Before coming to Iowa State, she received her bachelor’s of science degree from East Michigan University, her masters at Iowa State, and her doctorate at the University of Michigan. During World War II, she traveled across the United States and Europe as a member of the American Red Cross, which she had joined at the age of twenty-four, one year shy of the required age of twenty-five. In Europe she was stationed in France and Germany for eighteen months. She wrote, “I wanted to contribute to our war effort and I felt I could give more to the Red Cross than to the Armed Forces.” She ran clubs in Germany for servicemen stationed there and later escorted war brides and wives of servicemen from inland cities, such as Berlin, to harbor cities. She traveled for six months upon her return to the United States and finally joined the Iowa State staff in 1948, teaching a full schedule of physical education classes for women and advising the Naiads for ten years.
Barbara Forker, Standing, Teaches Women's Swimming in 1958
When physical education became a major for women at Iowa State in 1958, Dr. Forker became the head of the Women’s Physical Education Department of the College of Home Economics. Five years later, in 1963, Forker won Professor of the Year. Initially, she refused her invitation to the banquet planned in her honor because she just could not believe that she had actually won the prestigious award. Finally, the banquet chairman, Charlee Swartz, assured her that she had in fact won the award, and she accepted her award at the banquet. “I was very surprised when I realized I really had won the honor, but I felt as if I were receiving it on behalf of all the deserving instructors in home economics,” she said.

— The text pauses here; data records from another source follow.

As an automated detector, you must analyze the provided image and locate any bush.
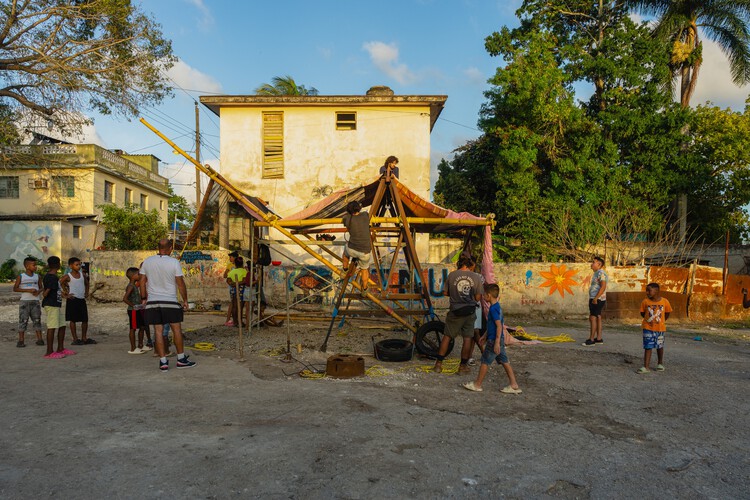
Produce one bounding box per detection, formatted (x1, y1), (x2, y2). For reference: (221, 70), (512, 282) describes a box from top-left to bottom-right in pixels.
(0, 259), (16, 281)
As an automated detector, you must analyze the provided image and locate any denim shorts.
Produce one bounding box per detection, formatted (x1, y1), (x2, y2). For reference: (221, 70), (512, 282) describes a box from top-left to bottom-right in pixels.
(481, 334), (508, 365)
(643, 329), (665, 350)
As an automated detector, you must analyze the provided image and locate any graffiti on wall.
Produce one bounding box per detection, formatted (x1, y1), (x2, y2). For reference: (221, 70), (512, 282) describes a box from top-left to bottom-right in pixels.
(0, 221), (59, 265)
(180, 251), (214, 264)
(539, 264), (579, 297)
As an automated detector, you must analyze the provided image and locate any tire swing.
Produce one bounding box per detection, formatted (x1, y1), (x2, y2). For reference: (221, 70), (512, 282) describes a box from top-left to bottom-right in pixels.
(415, 320), (454, 359)
(373, 338), (414, 362)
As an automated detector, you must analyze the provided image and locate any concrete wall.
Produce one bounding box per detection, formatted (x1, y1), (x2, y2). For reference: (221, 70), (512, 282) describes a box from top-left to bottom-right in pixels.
(0, 220), (62, 265)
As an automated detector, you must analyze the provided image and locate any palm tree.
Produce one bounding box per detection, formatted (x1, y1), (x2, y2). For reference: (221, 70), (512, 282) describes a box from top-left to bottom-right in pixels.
(254, 76), (319, 96)
(628, 0), (750, 107)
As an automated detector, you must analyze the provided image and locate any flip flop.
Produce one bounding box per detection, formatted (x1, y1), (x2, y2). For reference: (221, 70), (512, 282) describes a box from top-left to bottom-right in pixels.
(83, 338), (97, 344)
(501, 386), (522, 394)
(463, 382), (483, 392)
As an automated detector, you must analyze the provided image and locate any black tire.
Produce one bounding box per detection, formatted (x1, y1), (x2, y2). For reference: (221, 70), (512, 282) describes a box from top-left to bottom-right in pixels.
(415, 320), (454, 359)
(374, 339), (414, 362)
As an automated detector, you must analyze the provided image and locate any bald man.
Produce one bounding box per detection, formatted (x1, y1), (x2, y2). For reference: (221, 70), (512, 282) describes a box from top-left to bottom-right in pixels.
(139, 239), (196, 371)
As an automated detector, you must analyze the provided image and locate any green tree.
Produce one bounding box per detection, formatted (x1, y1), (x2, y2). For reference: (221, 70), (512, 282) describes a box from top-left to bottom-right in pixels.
(167, 185), (195, 230)
(627, 0), (750, 108)
(99, 203), (167, 250)
(0, 0), (175, 134)
(254, 75), (319, 96)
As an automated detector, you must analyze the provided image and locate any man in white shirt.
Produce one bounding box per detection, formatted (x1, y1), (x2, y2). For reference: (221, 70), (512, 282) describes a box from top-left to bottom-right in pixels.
(140, 239), (196, 371)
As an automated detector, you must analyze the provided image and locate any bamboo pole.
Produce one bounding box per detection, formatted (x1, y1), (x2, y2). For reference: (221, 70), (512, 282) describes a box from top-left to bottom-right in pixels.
(251, 217), (492, 227)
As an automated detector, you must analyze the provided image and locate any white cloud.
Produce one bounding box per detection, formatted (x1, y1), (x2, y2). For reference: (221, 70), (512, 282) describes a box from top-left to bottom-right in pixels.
(464, 66), (485, 85)
(691, 38), (749, 110)
(166, 59), (223, 95)
(362, 41), (417, 85)
(185, 0), (214, 32)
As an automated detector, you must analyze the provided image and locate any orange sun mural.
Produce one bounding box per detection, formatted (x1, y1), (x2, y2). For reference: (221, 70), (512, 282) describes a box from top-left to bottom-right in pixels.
(539, 264), (579, 297)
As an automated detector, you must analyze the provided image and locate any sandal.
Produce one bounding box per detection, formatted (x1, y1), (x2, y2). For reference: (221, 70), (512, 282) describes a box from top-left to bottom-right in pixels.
(637, 367), (650, 374)
(71, 339), (84, 346)
(16, 341), (25, 348)
(35, 339), (45, 346)
(83, 338), (97, 344)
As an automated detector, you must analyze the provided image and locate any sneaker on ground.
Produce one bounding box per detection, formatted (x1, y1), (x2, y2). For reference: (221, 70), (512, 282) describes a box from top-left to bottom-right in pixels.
(71, 339), (84, 346)
(60, 348), (76, 356)
(146, 340), (154, 348)
(176, 356), (196, 368)
(35, 340), (45, 346)
(582, 339), (596, 346)
(159, 360), (169, 371)
(594, 338), (604, 344)
(467, 358), (477, 366)
(128, 348), (145, 354)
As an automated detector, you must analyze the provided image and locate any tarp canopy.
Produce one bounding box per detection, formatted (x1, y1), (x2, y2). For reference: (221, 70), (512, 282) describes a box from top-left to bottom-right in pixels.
(284, 176), (488, 233)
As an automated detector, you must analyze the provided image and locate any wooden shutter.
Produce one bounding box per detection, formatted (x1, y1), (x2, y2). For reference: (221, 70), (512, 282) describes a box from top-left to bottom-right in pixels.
(263, 112), (284, 179)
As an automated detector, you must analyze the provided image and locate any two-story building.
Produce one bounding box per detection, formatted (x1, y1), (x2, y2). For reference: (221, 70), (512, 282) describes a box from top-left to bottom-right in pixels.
(199, 86), (447, 258)
(0, 138), (170, 267)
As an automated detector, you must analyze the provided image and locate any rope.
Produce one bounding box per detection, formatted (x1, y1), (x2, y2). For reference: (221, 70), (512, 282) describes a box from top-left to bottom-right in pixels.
(512, 327), (575, 343)
(191, 342), (216, 351)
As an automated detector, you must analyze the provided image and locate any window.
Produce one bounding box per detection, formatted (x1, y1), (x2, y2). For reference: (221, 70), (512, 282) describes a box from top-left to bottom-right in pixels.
(262, 111), (284, 179)
(104, 180), (114, 202)
(160, 200), (165, 210)
(52, 176), (75, 197)
(73, 225), (82, 239)
(0, 176), (19, 198)
(336, 112), (357, 131)
(124, 188), (132, 205)
(140, 194), (148, 210)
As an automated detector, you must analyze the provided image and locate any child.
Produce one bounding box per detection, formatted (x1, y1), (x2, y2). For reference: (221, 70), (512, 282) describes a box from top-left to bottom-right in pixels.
(226, 256), (247, 326)
(123, 267), (152, 354)
(341, 200), (372, 297)
(42, 256), (75, 359)
(638, 282), (672, 374)
(60, 257), (95, 345)
(13, 256), (44, 347)
(463, 283), (522, 394)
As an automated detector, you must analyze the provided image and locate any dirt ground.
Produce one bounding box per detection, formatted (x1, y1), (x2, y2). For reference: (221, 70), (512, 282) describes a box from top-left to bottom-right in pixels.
(1, 290), (749, 499)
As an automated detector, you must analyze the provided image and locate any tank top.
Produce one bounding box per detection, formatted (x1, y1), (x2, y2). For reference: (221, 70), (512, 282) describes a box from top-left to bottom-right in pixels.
(19, 272), (40, 301)
(67, 272), (86, 299)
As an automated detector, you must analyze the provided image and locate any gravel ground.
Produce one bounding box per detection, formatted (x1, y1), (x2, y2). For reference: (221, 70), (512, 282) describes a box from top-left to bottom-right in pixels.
(1, 295), (749, 499)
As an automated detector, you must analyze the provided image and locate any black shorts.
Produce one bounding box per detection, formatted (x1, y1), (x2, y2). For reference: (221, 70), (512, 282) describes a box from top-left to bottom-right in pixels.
(127, 309), (146, 330)
(144, 301), (184, 325)
(65, 297), (88, 322)
(589, 299), (606, 317)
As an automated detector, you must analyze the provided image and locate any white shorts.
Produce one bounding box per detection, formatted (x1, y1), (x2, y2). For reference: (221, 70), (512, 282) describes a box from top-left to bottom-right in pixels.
(344, 246), (371, 270)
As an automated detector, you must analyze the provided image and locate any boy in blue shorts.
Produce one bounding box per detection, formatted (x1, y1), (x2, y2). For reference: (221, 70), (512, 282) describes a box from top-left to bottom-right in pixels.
(638, 282), (672, 374)
(463, 283), (522, 394)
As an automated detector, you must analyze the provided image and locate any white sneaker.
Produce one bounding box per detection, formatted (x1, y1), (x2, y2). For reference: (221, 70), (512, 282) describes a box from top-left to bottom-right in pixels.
(467, 358), (476, 366)
(139, 345), (152, 352)
(127, 348), (144, 355)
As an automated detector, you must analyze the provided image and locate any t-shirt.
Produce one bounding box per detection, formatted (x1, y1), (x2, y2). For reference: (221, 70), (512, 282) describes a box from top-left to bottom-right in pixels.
(485, 301), (504, 343)
(227, 267), (248, 284)
(640, 297), (672, 332)
(125, 283), (141, 311)
(42, 273), (62, 308)
(589, 269), (608, 300)
(379, 165), (400, 178)
(446, 269), (483, 311)
(343, 211), (371, 253)
(140, 254), (183, 303)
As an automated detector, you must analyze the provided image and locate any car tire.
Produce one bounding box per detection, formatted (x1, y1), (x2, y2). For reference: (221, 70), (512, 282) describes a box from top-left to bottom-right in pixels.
(415, 320), (453, 359)
(374, 339), (414, 362)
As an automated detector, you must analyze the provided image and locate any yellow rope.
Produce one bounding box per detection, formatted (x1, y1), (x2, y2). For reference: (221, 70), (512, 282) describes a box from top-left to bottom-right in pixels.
(299, 369), (325, 379)
(512, 327), (575, 343)
(191, 342), (216, 351)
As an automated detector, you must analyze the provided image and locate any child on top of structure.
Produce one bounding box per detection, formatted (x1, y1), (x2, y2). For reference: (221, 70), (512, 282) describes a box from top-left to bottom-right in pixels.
(123, 267), (152, 355)
(638, 282), (672, 374)
(341, 200), (372, 297)
(60, 256), (95, 345)
(463, 283), (522, 394)
(13, 256), (44, 347)
(226, 256), (247, 327)
(42, 256), (75, 359)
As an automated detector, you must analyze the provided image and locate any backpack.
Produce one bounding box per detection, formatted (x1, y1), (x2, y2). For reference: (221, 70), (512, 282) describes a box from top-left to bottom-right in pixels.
(257, 243), (272, 266)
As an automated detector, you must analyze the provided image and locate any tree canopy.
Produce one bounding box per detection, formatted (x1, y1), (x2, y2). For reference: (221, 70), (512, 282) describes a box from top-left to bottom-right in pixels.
(435, 1), (750, 261)
(0, 0), (175, 135)
(254, 76), (319, 96)
(100, 203), (167, 250)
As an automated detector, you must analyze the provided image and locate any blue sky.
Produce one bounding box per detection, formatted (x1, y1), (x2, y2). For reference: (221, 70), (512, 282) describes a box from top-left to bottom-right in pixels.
(82, 0), (748, 204)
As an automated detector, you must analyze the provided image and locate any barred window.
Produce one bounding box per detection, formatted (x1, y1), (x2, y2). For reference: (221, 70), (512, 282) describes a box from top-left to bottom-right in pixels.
(0, 176), (19, 198)
(262, 111), (284, 179)
(336, 112), (357, 130)
(52, 176), (75, 197)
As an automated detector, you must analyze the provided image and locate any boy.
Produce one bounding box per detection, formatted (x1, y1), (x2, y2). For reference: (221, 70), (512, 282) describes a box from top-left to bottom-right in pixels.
(60, 257), (95, 345)
(463, 283), (522, 394)
(42, 256), (75, 359)
(341, 200), (372, 297)
(123, 267), (152, 354)
(226, 256), (247, 326)
(638, 282), (672, 374)
(583, 256), (608, 346)
(223, 251), (239, 326)
(13, 256), (44, 347)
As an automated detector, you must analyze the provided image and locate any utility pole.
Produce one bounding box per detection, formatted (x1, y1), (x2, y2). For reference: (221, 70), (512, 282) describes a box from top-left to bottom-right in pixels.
(194, 101), (202, 246)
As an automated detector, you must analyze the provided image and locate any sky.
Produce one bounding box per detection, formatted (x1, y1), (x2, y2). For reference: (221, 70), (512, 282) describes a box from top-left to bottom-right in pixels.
(77, 0), (749, 205)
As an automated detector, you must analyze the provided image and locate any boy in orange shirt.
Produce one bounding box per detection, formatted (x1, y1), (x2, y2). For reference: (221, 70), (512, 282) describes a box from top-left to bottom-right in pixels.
(638, 282), (672, 374)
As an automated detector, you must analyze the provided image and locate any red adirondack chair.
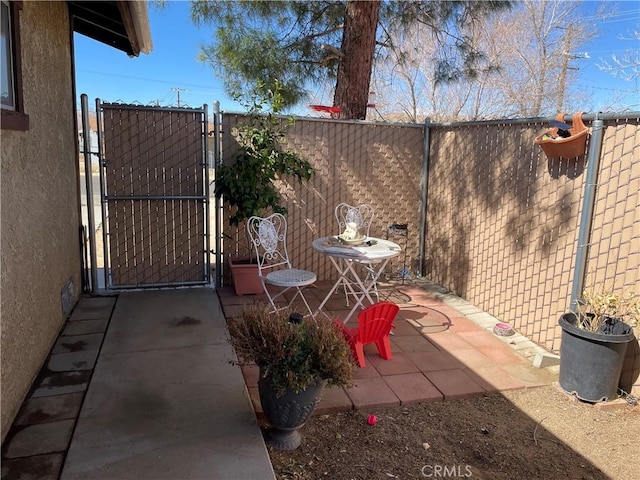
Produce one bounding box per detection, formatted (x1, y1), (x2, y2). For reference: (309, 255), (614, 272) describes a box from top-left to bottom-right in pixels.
(334, 302), (400, 367)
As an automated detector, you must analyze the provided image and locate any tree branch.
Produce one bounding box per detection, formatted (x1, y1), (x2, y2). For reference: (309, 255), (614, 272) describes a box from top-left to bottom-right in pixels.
(302, 24), (344, 42)
(321, 44), (344, 58)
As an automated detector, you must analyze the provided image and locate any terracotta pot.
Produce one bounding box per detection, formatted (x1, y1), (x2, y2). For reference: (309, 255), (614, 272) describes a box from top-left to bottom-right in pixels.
(535, 112), (589, 159)
(228, 256), (264, 295)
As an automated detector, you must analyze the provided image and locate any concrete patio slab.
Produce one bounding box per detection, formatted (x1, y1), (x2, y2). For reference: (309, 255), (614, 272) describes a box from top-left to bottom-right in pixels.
(446, 348), (498, 369)
(345, 377), (400, 409)
(317, 386), (354, 413)
(47, 350), (99, 372)
(405, 350), (466, 372)
(390, 334), (439, 353)
(1, 280), (560, 480)
(367, 352), (421, 375)
(383, 373), (443, 404)
(68, 297), (116, 321)
(99, 289), (229, 355)
(425, 330), (475, 351)
(61, 319), (108, 336)
(352, 362), (382, 379)
(52, 333), (104, 354)
(470, 365), (528, 393)
(60, 289), (275, 480)
(391, 318), (422, 335)
(1, 453), (65, 480)
(14, 393), (84, 426)
(424, 369), (487, 399)
(4, 420), (75, 458)
(30, 371), (92, 398)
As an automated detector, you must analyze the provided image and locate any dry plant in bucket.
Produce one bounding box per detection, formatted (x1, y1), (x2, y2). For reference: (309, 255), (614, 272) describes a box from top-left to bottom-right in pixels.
(574, 289), (640, 334)
(227, 305), (355, 397)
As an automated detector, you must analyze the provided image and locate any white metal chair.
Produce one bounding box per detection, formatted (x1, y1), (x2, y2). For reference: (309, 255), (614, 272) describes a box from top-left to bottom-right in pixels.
(334, 203), (379, 306)
(247, 213), (317, 317)
(335, 203), (375, 238)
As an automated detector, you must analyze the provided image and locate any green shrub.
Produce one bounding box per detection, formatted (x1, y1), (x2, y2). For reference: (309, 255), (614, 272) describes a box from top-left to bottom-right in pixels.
(227, 305), (354, 397)
(215, 82), (314, 226)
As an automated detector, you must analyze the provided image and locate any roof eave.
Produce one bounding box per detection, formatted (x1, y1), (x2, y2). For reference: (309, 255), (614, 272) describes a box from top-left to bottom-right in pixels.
(69, 1), (153, 57)
(117, 0), (153, 57)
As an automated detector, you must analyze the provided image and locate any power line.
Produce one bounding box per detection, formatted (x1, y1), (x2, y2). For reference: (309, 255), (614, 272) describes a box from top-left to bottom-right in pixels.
(573, 82), (639, 94)
(76, 68), (220, 92)
(580, 9), (640, 22)
(597, 17), (640, 25)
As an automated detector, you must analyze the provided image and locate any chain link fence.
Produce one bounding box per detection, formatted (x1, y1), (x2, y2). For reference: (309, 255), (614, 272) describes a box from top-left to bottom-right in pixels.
(98, 103), (210, 288)
(218, 113), (639, 364)
(220, 115), (424, 285)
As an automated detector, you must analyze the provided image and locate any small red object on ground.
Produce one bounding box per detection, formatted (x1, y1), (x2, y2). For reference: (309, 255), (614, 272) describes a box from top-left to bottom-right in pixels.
(367, 414), (377, 426)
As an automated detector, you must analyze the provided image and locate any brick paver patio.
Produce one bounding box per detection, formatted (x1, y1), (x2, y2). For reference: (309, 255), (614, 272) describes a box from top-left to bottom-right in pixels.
(216, 279), (558, 417)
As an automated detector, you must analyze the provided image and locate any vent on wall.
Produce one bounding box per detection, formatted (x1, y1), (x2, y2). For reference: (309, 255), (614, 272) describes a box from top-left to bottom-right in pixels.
(61, 277), (75, 316)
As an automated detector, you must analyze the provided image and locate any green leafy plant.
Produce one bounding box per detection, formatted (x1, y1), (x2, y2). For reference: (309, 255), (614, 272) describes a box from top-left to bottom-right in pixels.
(574, 289), (640, 333)
(215, 81), (314, 226)
(227, 305), (355, 397)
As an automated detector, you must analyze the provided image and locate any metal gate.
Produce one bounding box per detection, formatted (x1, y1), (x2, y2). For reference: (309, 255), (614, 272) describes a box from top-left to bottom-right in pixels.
(81, 98), (210, 289)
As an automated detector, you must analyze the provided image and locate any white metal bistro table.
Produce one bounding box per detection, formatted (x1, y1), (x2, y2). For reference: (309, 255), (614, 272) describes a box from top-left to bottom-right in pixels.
(312, 236), (401, 323)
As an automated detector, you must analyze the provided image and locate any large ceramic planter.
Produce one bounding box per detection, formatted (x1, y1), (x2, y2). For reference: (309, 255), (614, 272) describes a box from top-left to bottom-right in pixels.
(558, 313), (635, 402)
(228, 256), (264, 295)
(258, 371), (325, 450)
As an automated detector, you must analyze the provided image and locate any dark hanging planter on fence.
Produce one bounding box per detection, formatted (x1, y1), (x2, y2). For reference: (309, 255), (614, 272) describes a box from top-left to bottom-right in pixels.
(535, 112), (589, 159)
(558, 313), (635, 403)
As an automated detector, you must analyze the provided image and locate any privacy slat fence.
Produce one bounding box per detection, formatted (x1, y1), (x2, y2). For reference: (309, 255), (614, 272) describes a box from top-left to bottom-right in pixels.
(427, 119), (585, 351)
(427, 117), (638, 353)
(220, 116), (425, 286)
(99, 103), (210, 288)
(219, 113), (639, 379)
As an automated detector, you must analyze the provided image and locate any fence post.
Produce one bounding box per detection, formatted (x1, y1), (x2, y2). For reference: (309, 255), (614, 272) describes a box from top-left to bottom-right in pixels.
(418, 117), (431, 278)
(203, 104), (211, 285)
(213, 102), (223, 288)
(80, 94), (98, 293)
(94, 98), (110, 290)
(570, 115), (605, 310)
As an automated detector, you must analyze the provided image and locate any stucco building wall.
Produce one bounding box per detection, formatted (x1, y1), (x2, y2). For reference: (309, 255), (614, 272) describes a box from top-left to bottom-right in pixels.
(1, 1), (81, 440)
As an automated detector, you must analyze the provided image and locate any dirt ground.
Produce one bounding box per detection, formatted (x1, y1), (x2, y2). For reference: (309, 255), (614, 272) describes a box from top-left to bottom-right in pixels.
(267, 385), (639, 480)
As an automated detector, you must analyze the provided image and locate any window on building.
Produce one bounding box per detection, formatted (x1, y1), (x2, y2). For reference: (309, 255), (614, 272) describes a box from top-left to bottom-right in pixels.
(1, 1), (15, 109)
(1, 0), (28, 130)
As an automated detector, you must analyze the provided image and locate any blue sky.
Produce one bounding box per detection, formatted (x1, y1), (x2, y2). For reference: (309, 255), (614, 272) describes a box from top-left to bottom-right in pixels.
(573, 1), (640, 111)
(74, 0), (640, 116)
(74, 1), (239, 112)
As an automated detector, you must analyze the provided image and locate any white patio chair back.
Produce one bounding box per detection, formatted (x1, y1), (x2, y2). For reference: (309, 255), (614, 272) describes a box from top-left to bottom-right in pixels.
(335, 203), (375, 237)
(247, 213), (317, 316)
(333, 203), (379, 307)
(248, 212), (291, 273)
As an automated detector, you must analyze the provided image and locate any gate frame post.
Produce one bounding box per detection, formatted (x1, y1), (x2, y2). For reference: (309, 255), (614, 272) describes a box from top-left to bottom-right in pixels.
(80, 94), (98, 292)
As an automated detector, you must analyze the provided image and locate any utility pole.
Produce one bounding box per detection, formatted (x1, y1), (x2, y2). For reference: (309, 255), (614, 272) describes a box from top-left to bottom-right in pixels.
(171, 87), (187, 107)
(557, 23), (573, 112)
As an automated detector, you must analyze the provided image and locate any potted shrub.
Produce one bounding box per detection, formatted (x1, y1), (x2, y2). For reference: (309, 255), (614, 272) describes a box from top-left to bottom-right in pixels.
(215, 83), (314, 295)
(558, 289), (639, 402)
(227, 305), (354, 450)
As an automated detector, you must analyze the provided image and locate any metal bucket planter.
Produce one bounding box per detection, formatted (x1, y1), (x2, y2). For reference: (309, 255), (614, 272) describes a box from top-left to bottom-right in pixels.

The awards and accomplishments bestowed on Forker continued into the 1970s. She was president of the American Association of Health, Physical Education, and Recreation in 1972. After heading the Women’s Physical Education Department for sixteen years, she became the first head of the newly created Department of Physical Education in 1974. This honor should not be underestimated; she was chosen to lead the coed department over her qualified male colleagues. A year later, she was named president of the Commission on Olympic sports and was one of five educators to receive the Distinguished Professor Award at Iowa State in 1978. In 1980 she was named to the United State Sports Academy of Visitors. On June 30, 1985, after thirty-eight years at Iowa State, she retired at sixty-five years old. Throughout her tenure at Iowa State and with all the accomplishments bestowed upon her, Forker remained a modest person throughout her life. She enjoyed spending her free time bowling or golfing, and she made it a point to bike two miles to Iowa State in good weather.
Even though Forker became one of the most decorated professors at Iowa State, she never forgot that the reason she taught was to educate female students about physical education. In 1974, Forker observed, “I have seen how student interests and needs change and the way WAA, Women’s Athletic Association, has attempted to bring satisfaction to these demands.” She went on to say that the W. A. A. “should be an outgrowth of the instruction programs where girls may perfect and improve upon skills taught in the classrooms.” She also looked to the future of women’s athletics, particularly a future where Title IX guaranteed equal athletic opportunities for women and men. “We are looking to the future with co-recreational activity in mind,” Dr. Forker said. “I feel a real need for this.”